Intel’s IPP is a free to use fast vector and matrix libraries available across platforms. It’s a great match for working with dsp and images in the JUCE framework, in particular on Windows.
Although IPP works on Intel Apple hardware, Apple has its own cross-architecture high performance library called Accelerate, which includes vDSP and vImage functions.
Lets navigate the complexity and figure out how to reliably get fast vector and matrix math in our JUCE projects on Windows, including in CI.
Intel has something called “One API” — an ambiguous umbrella term for an insane amount of tooling, frameworks and APIs for data science, performance and machine learning.
Installing IPP (Intel Performance Primitives) and MKL (Math Kernel Library) are both possible through One API.
JUCE has some loose support in the Projucer for including both IPP and MKL, and there’s been some confusion, as there’s overlap between the two.
Your choice on what to install and use depends completely on what functions you need access to.
In most cases, IPP is enough. It lets you do a lot with vectors, the same sorts of things that are in JUCE’s own
MKL is…. more flexible and broader, however it does have some useful vector operations as well. Here’s a listing of what’s available in MKL’s vector math.
We’ll install both in this blog post, to make life flexible. Flexible is good.
JUCE has some feature detection around parallel/sequential versions of IPP, but parallel is deprecated.
CMake support doesn’t really exist in JUCE, as of this post.
JUCE does provide
FloatVectorOperations as a wrapper around a subset of Apple’s Accelerate, however JUCE sidesteps IPP in favor of working directly with some custom SSE vectorization.
Vectorization would be perhaps be more efficiently and comprehensively handled by IPP. There’s currently an open Feature Request to ask JUCE to improve IPP support for this reason.
Although oneAPI is free to use, it’s not free to publicly distribute, which means the IPP package must be downloaded and installed on each CI run if you code is public.
Intel kindly provides some examples for installing and using IPP in CI — although they are quite overcomplicated for our needs.
The examples contain the “offline installer” URLs we’ll need as well as the magic incantations to run the installer silently — quite useful! You can also find links to the “offline” downloads over on Intel’s website.
We’ll be using Intel’s
bootstrapper.exe on Windows to pick the components of OneAPI to install. You can see a list of the available components here.
We’ll stick to just installing IPP and MKL.
The latest version of IPP (as of February 2023) is from 2021, but MKL has a recent (2023) release.

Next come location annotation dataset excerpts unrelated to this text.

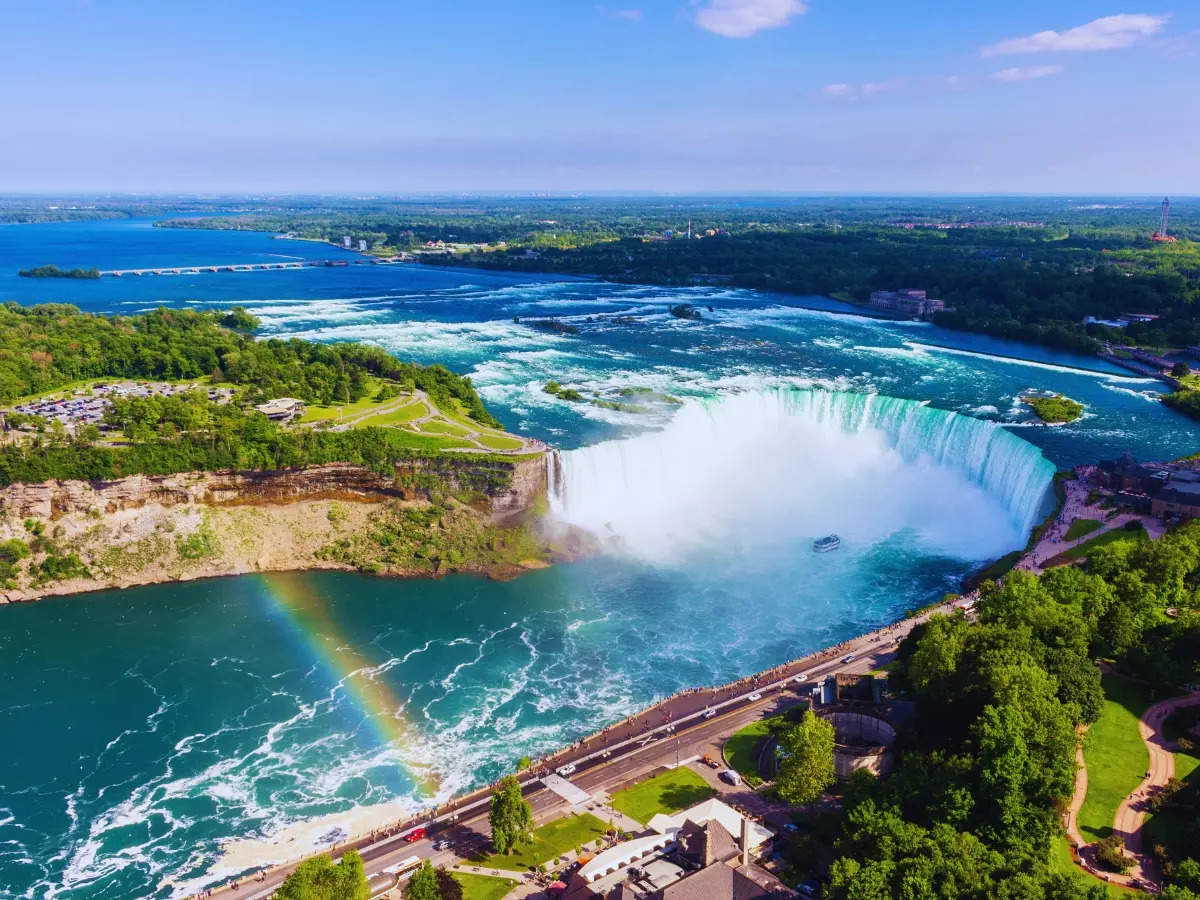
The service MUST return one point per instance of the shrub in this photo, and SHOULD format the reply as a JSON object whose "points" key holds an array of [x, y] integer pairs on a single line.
{"points": [[1110, 853]]}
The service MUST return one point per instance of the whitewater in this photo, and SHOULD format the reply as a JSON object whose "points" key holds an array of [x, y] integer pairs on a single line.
{"points": [[156, 727]]}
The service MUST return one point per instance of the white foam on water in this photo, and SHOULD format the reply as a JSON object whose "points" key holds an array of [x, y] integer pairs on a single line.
{"points": [[783, 467]]}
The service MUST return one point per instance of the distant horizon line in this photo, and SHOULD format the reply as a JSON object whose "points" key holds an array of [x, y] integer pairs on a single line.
{"points": [[51, 193]]}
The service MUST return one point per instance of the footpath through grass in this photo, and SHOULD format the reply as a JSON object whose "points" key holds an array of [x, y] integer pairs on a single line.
{"points": [[742, 750], [670, 792], [483, 887], [1061, 862], [1171, 827], [1083, 526], [550, 841], [1115, 754], [1111, 537]]}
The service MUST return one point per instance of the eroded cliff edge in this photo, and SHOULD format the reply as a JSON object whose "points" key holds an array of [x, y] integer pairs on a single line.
{"points": [[429, 517]]}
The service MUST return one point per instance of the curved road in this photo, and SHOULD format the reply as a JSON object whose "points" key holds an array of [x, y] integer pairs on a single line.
{"points": [[1131, 816], [681, 727]]}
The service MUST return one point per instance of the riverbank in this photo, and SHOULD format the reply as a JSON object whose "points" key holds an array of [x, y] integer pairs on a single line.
{"points": [[75, 537], [629, 747]]}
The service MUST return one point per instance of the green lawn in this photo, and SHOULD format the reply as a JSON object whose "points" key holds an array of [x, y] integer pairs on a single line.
{"points": [[1116, 534], [396, 417], [1062, 863], [436, 426], [483, 887], [1001, 567], [550, 841], [669, 792], [340, 411], [1116, 757], [741, 750], [498, 442], [1083, 526], [1170, 827]]}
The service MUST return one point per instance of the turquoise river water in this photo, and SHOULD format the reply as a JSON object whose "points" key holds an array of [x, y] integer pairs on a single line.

Here’s an example of silently running the 2023 installer and selecting IPP and MKL. You can run this locally to get setup:
# Download 3.5 gigs of Intel madness curl --output oneapi.exe https://registrationcenter-download.intel.com/akdlm/irc_nas/19078/w_BaseKit_p_2023.0.0.25940_offline.exe # Extract the bootstrapper ./oneapi.exe -s -x -f oneapi # Silently install IPP and MKL, note the ":" separator ./oneapi/bootstrapper.exe -s -c --action install --components=intel.oneapi.win.ipp.devel:intel.oneapi.win.mkl.devel --eula=accept -p=NEED_VS2022_INTEGRATION=1 --log-dir=. # List installed components ./oneapi/bootstrapper.exe --list-components
You should see output that both IPP and MKL were installed and should be able to verify the intel libraries are now on disk:
If you’ve previously installed something from oneAPI, you might have to first run
I highly recommend caching this install in CI vs. trying to bundle with your product, as the download is huge (~3.5 gigs). On GitHub Actions, the download and install takes 25 minutes. Cached, it’s 180MB and takes 10 seconds to restore.

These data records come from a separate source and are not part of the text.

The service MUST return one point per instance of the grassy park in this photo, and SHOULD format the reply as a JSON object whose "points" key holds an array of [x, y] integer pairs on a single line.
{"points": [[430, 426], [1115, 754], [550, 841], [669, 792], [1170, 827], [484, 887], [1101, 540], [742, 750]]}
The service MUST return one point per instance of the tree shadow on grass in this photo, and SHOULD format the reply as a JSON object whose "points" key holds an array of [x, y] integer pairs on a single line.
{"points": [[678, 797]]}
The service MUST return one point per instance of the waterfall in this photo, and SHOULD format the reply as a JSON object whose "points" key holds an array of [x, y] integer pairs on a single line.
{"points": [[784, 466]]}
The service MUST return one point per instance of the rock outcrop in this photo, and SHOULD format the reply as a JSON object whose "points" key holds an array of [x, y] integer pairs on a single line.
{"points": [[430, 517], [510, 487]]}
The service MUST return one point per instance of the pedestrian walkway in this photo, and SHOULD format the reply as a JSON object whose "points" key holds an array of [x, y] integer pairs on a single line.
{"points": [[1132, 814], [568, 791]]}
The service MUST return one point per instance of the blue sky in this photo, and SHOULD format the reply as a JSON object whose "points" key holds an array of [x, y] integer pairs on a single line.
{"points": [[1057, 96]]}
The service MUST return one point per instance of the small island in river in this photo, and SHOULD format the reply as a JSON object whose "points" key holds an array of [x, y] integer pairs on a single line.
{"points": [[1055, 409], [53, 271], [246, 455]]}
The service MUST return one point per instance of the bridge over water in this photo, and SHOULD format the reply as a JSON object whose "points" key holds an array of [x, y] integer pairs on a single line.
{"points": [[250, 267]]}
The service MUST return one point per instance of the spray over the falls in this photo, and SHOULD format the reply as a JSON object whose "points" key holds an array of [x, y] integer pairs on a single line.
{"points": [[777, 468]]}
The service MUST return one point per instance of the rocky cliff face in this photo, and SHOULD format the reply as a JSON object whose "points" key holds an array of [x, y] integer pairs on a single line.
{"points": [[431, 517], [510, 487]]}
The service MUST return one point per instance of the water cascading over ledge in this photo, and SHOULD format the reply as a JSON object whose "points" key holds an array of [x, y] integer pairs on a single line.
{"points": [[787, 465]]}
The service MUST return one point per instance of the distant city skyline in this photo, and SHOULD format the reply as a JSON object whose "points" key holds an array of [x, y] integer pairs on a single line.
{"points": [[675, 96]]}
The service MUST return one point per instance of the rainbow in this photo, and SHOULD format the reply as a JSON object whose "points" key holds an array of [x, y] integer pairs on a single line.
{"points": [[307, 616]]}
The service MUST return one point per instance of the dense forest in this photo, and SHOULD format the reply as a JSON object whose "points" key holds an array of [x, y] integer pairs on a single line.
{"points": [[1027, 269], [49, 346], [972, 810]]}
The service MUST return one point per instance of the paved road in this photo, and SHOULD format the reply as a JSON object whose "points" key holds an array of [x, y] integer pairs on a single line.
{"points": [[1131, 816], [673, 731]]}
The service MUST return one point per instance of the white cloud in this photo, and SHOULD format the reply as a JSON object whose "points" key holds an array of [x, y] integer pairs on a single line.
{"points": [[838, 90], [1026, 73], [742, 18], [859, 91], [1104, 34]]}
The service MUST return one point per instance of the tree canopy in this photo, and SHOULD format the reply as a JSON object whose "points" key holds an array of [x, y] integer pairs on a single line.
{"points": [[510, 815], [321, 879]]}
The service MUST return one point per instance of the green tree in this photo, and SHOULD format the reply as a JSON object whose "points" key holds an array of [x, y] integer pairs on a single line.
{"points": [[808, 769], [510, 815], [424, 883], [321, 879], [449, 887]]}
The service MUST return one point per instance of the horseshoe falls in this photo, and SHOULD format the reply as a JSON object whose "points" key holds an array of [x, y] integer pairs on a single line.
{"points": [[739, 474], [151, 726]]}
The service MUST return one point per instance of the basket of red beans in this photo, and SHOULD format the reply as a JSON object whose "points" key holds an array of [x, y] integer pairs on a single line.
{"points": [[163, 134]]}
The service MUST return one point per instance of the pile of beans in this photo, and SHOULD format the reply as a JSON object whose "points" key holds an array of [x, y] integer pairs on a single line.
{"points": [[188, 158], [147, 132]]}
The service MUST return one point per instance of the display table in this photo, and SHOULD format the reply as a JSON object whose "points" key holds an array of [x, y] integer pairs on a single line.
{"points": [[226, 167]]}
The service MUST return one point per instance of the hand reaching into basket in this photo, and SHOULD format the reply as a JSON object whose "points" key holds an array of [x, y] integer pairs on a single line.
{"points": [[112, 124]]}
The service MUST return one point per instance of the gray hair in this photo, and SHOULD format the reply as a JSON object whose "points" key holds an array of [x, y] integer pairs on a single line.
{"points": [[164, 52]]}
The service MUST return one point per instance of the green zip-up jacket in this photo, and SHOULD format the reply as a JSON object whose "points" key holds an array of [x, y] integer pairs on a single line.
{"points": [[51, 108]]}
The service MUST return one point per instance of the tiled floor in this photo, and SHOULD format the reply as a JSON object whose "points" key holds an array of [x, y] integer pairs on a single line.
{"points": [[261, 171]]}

If working in GitHub actions, I recommend taking advantage of
actions/cache/save — the default
actions/cache will not save the cache if any step afterwards fails, which is pretty annoying for working on your CI pipeline.
actions/cache/save allows you to just run the download and install once, no matter what happens afterwards.
The fact that the One API is not open source (just free) adds some friction with getting started (as well as filing bugs with Intel!)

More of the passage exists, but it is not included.